Thing is, most of these clowns still don’t dare defend Trump, because they all know what he did was dreadful and can’t find it in their swampy hearts to actually bring themselves to launch a full throated defence, so we’re left to whataboutery, constitutional doublespeak, and bullshittery for the next few days. If the GOP actually believes what Trump did was fine and defensible, let’s see them all stand up and launch a full throated defence; we’d all respect them a lot more if they openly went “this depraved thing, we support it” rather than a load of red herring type nonsense, which is what we seem to be being subjected to by all but the most insane Republicans. They can’t defend him, but they will never, ever, take a stand.
Let’s make it very clear: this impeachment trial, when it ends in acquittal, demonstrates once and for all that American democracy is beyond repair, and it should be taken apart piece by piece and totally reimagined. It is now an extremist kleptocracy, not a liberal conception of democracy (historically America never really was either “liberal” or a functioning example of any sort of democracy). This place isn’t leader of the free world, it’s a cesspit of racism, hatred, conspiracies, and regressivism. When that vote passes to acquit (and it will), anyone remotely liberal or so called progressive can call time on ever considering the Republican party a legitimate party to work with, or recognise. From now on, Democrats must push their priorities, and ignore the GOP; it is no longer a legitimate party, let it shout in its own echo chamber, stop capitulating to its priorities or trying to bargain with the scaly cadavers it calls its leaders (I’m looking at you Mitch McConnell). Democrats cannot let this go, and in 2022 must hammer and hammer vulnerable Republicans for their vote to acquit.
A staggering fact of US politics is how out of step the GOP is with the country at large, including majorities of its own voters, on such a staggering array of issues. A good example would be the fact there is a sweeping, supermajoritarian consensus around the American Rescue Plan, Biden’s ambitious plan that doesn’t go as far a needed, but goes a whole lot farther than Obama’s stimulus did, and is a good floor for progressives to work with, with so many welcome provisions within it.

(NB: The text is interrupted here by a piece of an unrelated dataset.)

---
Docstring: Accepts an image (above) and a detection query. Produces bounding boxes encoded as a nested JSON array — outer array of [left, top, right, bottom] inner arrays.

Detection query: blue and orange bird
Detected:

Republicans oppose the thing, setting them against 80% of American voters; now, that’s the sort of math I like the look of.

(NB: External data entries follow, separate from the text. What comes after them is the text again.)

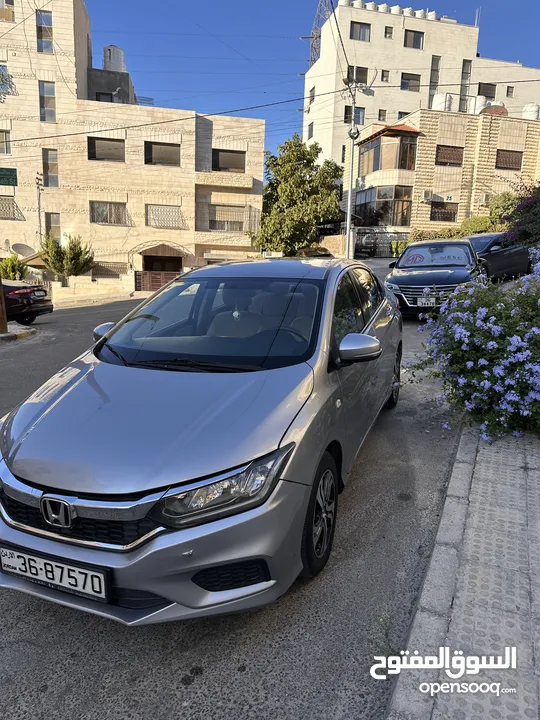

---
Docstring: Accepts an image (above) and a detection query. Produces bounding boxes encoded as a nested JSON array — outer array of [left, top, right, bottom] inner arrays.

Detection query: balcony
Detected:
[[195, 169, 253, 190]]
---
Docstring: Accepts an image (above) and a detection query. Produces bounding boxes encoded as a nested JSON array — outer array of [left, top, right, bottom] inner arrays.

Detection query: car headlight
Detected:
[[148, 443, 294, 529]]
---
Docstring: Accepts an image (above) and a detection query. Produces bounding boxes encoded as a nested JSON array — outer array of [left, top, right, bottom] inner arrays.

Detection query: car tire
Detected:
[[300, 452, 339, 578], [384, 348, 402, 410], [17, 315, 36, 325]]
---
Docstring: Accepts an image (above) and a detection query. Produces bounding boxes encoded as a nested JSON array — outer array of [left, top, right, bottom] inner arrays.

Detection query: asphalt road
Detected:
[[0, 280, 457, 720]]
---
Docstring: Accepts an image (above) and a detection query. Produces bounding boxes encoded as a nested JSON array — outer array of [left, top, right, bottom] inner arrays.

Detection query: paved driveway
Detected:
[[0, 294, 456, 720]]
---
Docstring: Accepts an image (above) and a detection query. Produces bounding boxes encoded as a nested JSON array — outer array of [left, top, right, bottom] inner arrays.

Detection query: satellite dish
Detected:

Rather than hammer the GOP on abstract things like being “the party of QANON”, Democrats must also use 2022 as an opportunity to show how out of step and out of touch Republicans are, how they worked to stop relief getting out the door, how they fought to delete key provisions, how they pushed the priorities of a wealthy elite over the needs of the people, an dhow they opposed massively popular legislative measures after massively popular legislative measure. If they perform, Joe Biden can hit the campaign trail for the Democrats in 2022, saying “we did all this, and no thanks to them”. That,, above all else, would be the single most potent and effective strategy to hold and expand congressional majorities at the midterms, flying against the odds of conventional wisdom. These are unusual times, and the latitude for this is there, if Democrats take the initiative to be the party of “rebuild” not the party of “gridlock”.